For the industry, the collective turnaround of early core figures such as Kyle Samani revealed a fact that made the industry feel slightly disappointed. The most exciting "from 0 to 1" technology exploration period in the encryption field has ended. As Kyle says, "All the interesting questions have answers."
In 2017, designing an AMM or consensus mechanism required genius-like imagination; but in 2026, this has become an engineering problem of compliance and capital efficiency. The current crypto industry is like laying railroads, important but boring. Therefore, they have turned to new frontiers such as AI and biotechnology, which are still in the "Wild West" stage.
The Clarity Act that Kyle mentioned in his departure tweet was an ironic footnote. On the one hand, he believed that this would bring "a flood of new entrants," but on the other hand, he chose to leave at this moment.

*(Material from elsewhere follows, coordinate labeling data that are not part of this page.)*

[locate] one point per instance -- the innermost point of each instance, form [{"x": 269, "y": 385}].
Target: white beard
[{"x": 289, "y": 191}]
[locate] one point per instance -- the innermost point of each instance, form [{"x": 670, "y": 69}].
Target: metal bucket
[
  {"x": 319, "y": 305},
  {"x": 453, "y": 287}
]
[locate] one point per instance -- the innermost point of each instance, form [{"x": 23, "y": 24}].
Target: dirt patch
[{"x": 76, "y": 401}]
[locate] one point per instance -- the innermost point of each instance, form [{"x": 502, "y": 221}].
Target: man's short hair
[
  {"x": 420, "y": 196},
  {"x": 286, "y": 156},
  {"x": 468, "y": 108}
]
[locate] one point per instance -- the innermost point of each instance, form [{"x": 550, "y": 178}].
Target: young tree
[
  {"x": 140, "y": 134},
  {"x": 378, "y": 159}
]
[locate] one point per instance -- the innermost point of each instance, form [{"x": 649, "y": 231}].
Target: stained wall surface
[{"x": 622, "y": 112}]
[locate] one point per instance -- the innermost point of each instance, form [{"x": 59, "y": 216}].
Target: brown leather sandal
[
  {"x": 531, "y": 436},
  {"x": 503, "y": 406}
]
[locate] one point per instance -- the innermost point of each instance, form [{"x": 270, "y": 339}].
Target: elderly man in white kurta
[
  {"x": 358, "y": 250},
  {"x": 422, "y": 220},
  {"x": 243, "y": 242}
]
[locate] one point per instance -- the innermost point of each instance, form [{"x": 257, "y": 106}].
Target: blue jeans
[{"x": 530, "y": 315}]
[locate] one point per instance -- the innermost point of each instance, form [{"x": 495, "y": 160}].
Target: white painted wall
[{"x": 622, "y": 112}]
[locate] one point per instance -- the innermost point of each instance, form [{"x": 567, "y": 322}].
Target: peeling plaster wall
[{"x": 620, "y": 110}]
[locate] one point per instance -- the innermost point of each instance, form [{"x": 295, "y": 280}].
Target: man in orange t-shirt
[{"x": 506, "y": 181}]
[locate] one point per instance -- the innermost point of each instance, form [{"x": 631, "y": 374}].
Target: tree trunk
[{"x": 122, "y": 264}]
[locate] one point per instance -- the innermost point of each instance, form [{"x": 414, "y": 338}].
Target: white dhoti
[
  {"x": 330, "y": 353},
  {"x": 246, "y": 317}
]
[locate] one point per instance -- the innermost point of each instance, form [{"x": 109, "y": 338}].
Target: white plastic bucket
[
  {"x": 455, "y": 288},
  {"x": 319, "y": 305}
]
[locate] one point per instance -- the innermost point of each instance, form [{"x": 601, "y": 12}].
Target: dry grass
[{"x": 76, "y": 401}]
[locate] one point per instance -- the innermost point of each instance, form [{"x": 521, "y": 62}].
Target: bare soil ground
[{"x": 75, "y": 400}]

This exactly illustrates the cost of regulatory clarity, which eliminates the huge profits and incentives in the vague area. Crypto venture capital in the future will no longer be about “vision” and “narrative”, but about competition in “compliance”, “auditing”, “custody” and “ETF channels”. When the blockchain returns to the essence of "asset ledger" in Kyle's words, it will no longer need evangelists, but only bankers.
As Kyle himself said, although he no longer believes in the utopian Web3 vision, he is more convinced than ever that encryption technology will reshape the bottom layer of finance. For a "veteran" who has been fighting in this industry for many years, this may be the most honest confession and the most dignified goodbye.